Subject RE: [IB-Architect] Foreign Key indexes
Author David Berg
Interesting. We too had an Interbase database where after inserting lots of
records the inserts slowed to a crawl. We never found the problem (we
shifted to MSSQL instead which didn't have the problem).

While it's pure speculation, we did have quite a few of the RI checks that
you're talking about (large tables doing RI to a small table).

If I understand correctly from the discussion here, these RI relationships
are maintained by 'sparse' indexes where the same value is kept in a chain.
This would create terrible performance for us. For example:

We have a million plus 'price' records that have a price type (1-8).
The 'price type' is controlled by an RI relationship to a price type
Probably half the records are price type 1, the rest are type 2-8.

So, if I understand sparse indexes correctly, then whenever I add another
price record, with price type 1, it's going to have to traverse a list of
half a million price type 1 records in the index before getting to the
correct place to insert the record?

If this is the case, I'm not keen about removing the RI constraint.

Other databases I've dealt with (Paradox for example), deal with this by
(transparently) adding the 'primary key' of the record to the index value.
This would mean that I'd never have a half million entries for price type 1;
instead I'd have one entry for price type 1, record 1, and one for price
type 1, record 3, and one for... (you get the idea). This makes inserting
and deleting the records much faster. And since the index is rarely used
for anything except enforcing RI, and Price Types are (almost) never
deleted, this gets the 'correct' performance trade-off.

Am I understanding all this, or am I missing something? (And since this is
an Interbase Architectural discussion forum, what should Interbase do about

-----Original Message-----
From: Joseph Alba [mailto:jalba@...]
Sent: Friday, April 07, 2000 8:08 AM
Subject: Re: [IB-Architect] Foreign Key indexes

>I don't believe that are any dense/sparse index scan issues with
>the current scheme. I realize that you do,

No. I don't. It's been fifteen years since my school days when I dabbled
into language/compiler design programming, file
structures and B-Trees on Apple II, CP/M, and Turbo Pascal (and a bit later,

These days, its mostly database design and staid accounting applications for
different clients. So sorry about those primitive dense/non-dense labels.I'm
sure you'll recognize this as textbook amateurism. Honestly, that's about
all I remember from school. So, I'm sorry if I sound annoying ignorant.
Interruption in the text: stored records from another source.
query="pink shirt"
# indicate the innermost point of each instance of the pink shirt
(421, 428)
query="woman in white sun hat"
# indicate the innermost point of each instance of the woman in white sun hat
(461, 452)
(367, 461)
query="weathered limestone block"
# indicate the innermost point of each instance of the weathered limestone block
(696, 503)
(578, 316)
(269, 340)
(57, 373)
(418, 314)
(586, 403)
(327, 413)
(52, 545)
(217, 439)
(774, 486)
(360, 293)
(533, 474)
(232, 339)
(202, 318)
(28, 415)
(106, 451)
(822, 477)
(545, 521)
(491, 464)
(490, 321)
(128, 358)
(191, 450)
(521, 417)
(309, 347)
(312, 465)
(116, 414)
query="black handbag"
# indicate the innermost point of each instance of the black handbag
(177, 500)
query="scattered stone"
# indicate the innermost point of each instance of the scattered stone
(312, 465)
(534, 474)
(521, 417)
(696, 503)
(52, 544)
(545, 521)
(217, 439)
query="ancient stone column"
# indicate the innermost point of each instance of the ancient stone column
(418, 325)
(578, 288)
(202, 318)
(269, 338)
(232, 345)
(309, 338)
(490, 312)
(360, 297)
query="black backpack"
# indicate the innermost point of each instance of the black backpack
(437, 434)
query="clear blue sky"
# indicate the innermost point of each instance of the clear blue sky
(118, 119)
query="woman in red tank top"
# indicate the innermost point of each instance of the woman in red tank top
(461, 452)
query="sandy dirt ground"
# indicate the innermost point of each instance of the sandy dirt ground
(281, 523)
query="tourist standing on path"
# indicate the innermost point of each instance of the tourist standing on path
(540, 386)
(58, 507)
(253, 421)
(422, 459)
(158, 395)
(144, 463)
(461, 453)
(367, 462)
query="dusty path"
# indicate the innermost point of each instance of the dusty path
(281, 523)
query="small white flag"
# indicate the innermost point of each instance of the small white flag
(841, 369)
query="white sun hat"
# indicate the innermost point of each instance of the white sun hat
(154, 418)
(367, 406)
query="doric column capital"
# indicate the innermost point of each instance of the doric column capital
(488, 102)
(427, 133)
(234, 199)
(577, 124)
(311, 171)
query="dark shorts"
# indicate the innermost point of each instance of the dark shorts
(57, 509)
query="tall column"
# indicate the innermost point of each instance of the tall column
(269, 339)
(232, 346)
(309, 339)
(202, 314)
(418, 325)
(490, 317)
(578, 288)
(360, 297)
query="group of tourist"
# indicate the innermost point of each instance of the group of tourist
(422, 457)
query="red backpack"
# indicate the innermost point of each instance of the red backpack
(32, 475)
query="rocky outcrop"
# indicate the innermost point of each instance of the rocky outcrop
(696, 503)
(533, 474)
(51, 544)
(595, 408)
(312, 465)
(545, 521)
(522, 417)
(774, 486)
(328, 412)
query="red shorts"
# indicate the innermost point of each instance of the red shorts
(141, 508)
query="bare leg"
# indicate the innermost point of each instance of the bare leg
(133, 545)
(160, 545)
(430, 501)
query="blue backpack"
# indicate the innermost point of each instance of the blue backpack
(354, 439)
>but you don't seem to know how the current scheme works.
Yes, I don't. I'm actually grasping at straws. I have a vague idea about IB
indexes to avoid rattling of those disk heads (joke only, okay).

>it is rather difficult to know if you have a serious suggestion or are just
blowing smoke.

Okay, here's the smoke.

Several months back, I migrated an XBase setup to Interbase. (the database
contained millions of billing/collection records of more
than five years of an electric company that bills and collects 80,000
clients per month),The first few minutes processed thousands of records per
minute. But as the record count reached the hundred thousand records it
ground to a very slow 1 record per minute insertion, so that the computer
had been running for two days, but still it was not finished, after four
days, the computer ground to a halt of one record insertion every hour..
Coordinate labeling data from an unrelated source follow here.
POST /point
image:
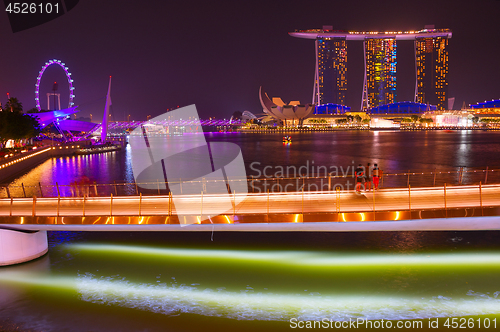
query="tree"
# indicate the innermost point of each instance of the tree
(16, 125)
(13, 105)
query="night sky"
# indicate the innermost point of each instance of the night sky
(216, 54)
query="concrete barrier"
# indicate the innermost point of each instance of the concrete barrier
(20, 246)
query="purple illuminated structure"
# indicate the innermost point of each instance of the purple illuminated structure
(39, 78)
I tried going down to the API level, but still the same. Finally, through
the patient guidance of Ann and Bill, I got wind of selectivity issues of
indexes, and I realized that I had a foreign key referencial integrity
constraint on these millions of billing records, because the AREACODE field
of these records was referencing an AREA table which had only 15 tuples.

I cancelled the referential integrity constraint, and disabled all indexes
and the transfer got through in a few hours. Without any change in the API
program. I tried my FIB version and it finished at about the same time as
the API program. The BDE version was a bit slower but still the transfer was
finished within the day.

So, with indexes / referential integrity constraint on, the transfer went
though a very bad graph which reminded me of a graph that zoomed upwards
infinitely as it approached its upper limit.

So, is there a problem with just one type of indexes or what?

Is it alright to dream about the day when IB would have an indexing
structure that won't have selectivity problems, and database designers can
naturally design referential integrity constraints of foreign keys, without
being concerned with selectivity issues?

So, you see, I'm not suggesting an alternative. I'm pointing out a problem I
experienced it with IB. (for which I do have a workaround using primary key
suffixes, and implementing referential integrity through triggers instead of
the natural FOREIGN key syntax.

>Disks haven't changed as much as you might think.

When I was in school, our microNova minicomputer had removable 10 megabyte
disks, and it was such a big deal.
The database operations which took days to finish, now only takes a few
Now, it is ordinary to have 9 gigabyte hard disk on a PC.